It amused him to see his daughter nibbling her pen over the epistle she had vainly tried to avoid writing.
She wrote and tore up a dozen notes before she would send one. There sat the doctor in his easy-chair, apparently reading, but with his peculiar faint smile curling the corners of his lips sufficiently to show that he appreciated her difficulty. The note when completed read as follows:—
Tuesday Evening.
Flossy saw in the binding of a hymn-book at Samoset a notice of grandmother's wedding. She will tell you about it, if you will call on her.
Patience Sanford.
P.S.—I have to beg your pardon for my rudeness this afternoon.
The effect of this note was to bring the lawyer to the cottage the next morning. As mischievous fortune chose to have it, Patty was on the piazza, selecting for pressing the brightest of the scarlet and russet woodbine-leaves which had been spared by the storm. She knew his step upon the walk; and, although she would not turn, she was prepared to meet him with a kindness which should atone for yesterday's harshness. But she defeated her own intention. Meaning to be gracious, she yet was not willing to give the first sign of abandoning hostilities, expecting her lover to know instinctively the state of her mind, and to approach her in a corresponding temper.
The lover's eyes shone with a wistful tenderness as he regarded the slender figure upon which the bright leaves fell in showers of gold and green and scarlet. His relations with Patty troubled him, and yet he knew not how they might be improved. He knew women from books rather than from nature, and his knowledge profited him little in his own dilemma. The sudden changes in Patty were incomprehensible to him. He had accepted her apology as a necessary consequence of the fact that she was a lady: what it had cost her, or how she had passed from anger to tenderness, he did not suspect.

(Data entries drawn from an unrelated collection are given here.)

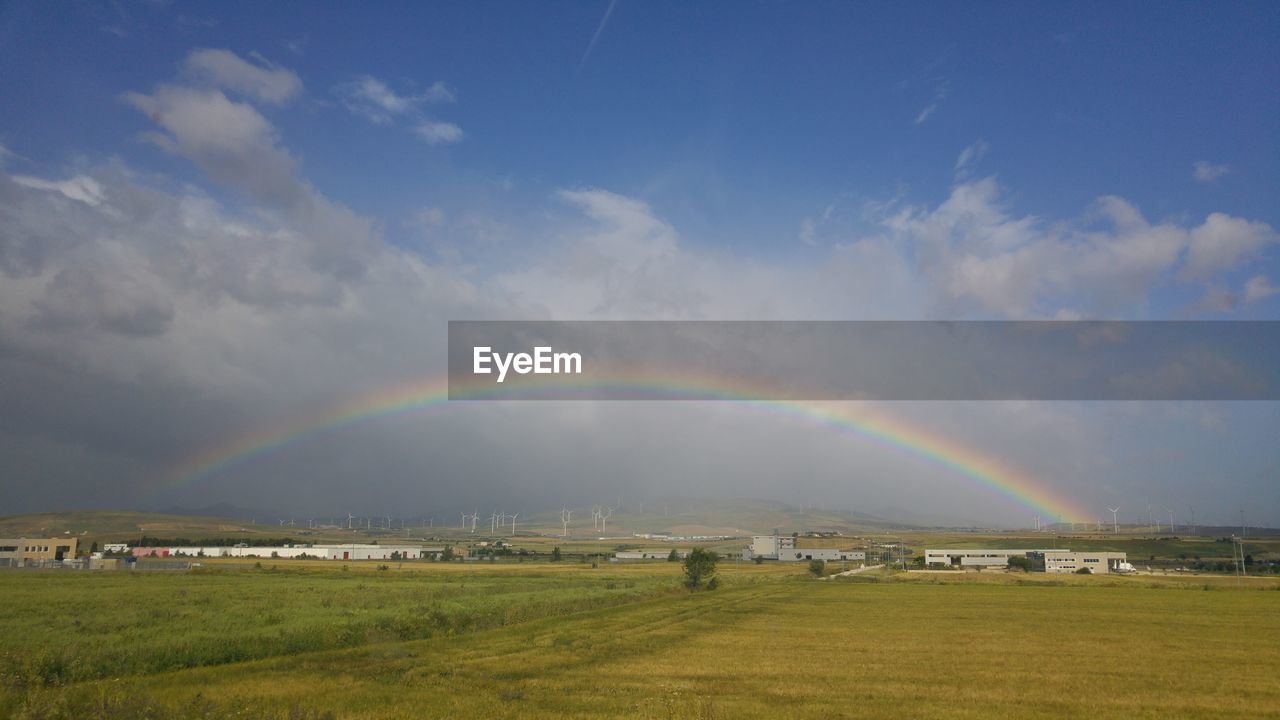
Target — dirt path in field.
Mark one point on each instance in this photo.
(854, 572)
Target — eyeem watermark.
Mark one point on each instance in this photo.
(865, 360)
(543, 361)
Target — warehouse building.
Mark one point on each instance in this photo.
(347, 551)
(645, 555)
(1055, 560)
(30, 551)
(784, 548)
(977, 556)
(1097, 563)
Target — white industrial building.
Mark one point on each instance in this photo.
(1097, 563)
(1055, 560)
(348, 551)
(784, 550)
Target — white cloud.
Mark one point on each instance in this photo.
(80, 187)
(969, 156)
(981, 259)
(263, 82)
(438, 133)
(1205, 171)
(1224, 242)
(940, 94)
(373, 99)
(231, 141)
(1258, 287)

She, on her side, interpreted him no better. His self-restraint she called coldness; and, when he failed to respond to a softened mood, she felt that her affection found no response in his heart. This morning she was unconsciously in a frame of mind which would render her dissatisfied, whatever his attitude: had he divined her relenting, she would have thought him presuming, as now she called him cold. The only comfort Tom might extract from such a situation was the fact, hardly likely to occur to him, that she was a thousand times more displeased with herself than with him.
"Good-morning," the gentleman said, stepping upon the piazza.
"Good-morning," she returned, keeping her face from him.
"It is a right royal day after the storm," he said, rather for the sake of saying something than from any active interest in the weather.